The solution - 1    

The UK Supreme Court has given the ratepayer, Monk permission to appeal. BLP is working with industry bodies, including the Rating Surveyors Association to seek permission to intervene in the appeal. This is to ensure that the Supreme Court has the benefit of arguments from developers in general.

A date for the appeal hearing has not yet been fixed.

The solution – 2

The statutory assumption does not apply where a reasonable landlord would consider repairs to be "uneconomic".

This is a partial solution in that there are some markets (where rents are high relative to construction costs) in which repairs would not be uneconomic.

However, in other markets it may provide a ratepayer with an escape route.
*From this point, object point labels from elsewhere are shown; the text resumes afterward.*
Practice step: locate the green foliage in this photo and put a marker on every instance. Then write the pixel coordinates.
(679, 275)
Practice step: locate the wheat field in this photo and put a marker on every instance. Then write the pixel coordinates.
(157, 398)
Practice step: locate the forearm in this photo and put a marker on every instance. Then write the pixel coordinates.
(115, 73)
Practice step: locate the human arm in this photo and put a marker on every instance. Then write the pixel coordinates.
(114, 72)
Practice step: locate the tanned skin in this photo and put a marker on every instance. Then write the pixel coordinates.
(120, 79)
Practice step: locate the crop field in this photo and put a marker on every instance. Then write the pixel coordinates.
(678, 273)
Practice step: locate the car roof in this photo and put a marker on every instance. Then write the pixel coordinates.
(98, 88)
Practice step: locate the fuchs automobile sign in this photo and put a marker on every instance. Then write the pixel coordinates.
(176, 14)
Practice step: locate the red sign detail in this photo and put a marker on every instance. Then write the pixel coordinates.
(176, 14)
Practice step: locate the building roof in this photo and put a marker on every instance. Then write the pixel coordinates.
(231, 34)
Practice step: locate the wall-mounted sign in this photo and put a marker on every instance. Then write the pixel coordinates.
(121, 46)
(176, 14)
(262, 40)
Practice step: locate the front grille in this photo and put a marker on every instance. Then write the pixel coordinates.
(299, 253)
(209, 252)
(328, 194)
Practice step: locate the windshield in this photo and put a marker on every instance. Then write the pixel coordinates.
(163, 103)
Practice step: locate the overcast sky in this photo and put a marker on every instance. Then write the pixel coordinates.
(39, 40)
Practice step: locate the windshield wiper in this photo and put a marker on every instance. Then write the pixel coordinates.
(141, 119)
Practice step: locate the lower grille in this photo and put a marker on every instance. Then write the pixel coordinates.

"Uneconomic" – what does it mean?

Both the Valuation Tribunal and the Upper Tribunal have, in a smattering of cases, applied the "uneconomic" test. This month, the Upper Tribunal (Judge Alice Robinson and surveyor member Mr McCrea) had another go. This was the first since the Monk v Newbigin case was decided by the Court of Appeal. This was the case of Barber (VO) v CEREP III TW SARL.

Key facts

  • Former 2 storey retail unit, now demolished. Vacant at valuation date;
  • Part of the Tunbridge Wells cinema redevelopment site;
  • Rental value of unit in repair was £57,500 a year ( based on £660 per sqm zone A);
  • Cost of repairs £112,000;
  • At the material day, the property and every other property in the development site were vacant and hoardings had been erected around many. The development proposals were long standing.

The decision

The Tribunal held that a reasonable landlord would not spend £112,000 on repairs in those circumstances. There was no reasonable chance of making a profit. The repairs would be uneconomic and the correct rateable value was £0 even though the new works had not begun.

So why is this good news for developers?

It has been suggested that the "uneconomic" test requires a formula comparing cost of works to rent or similar. In Barber the Tribunal had the confidence to look at the facts in the round and make a judgment that was informed and non-formulaic. It is a helpful precedent for future cases.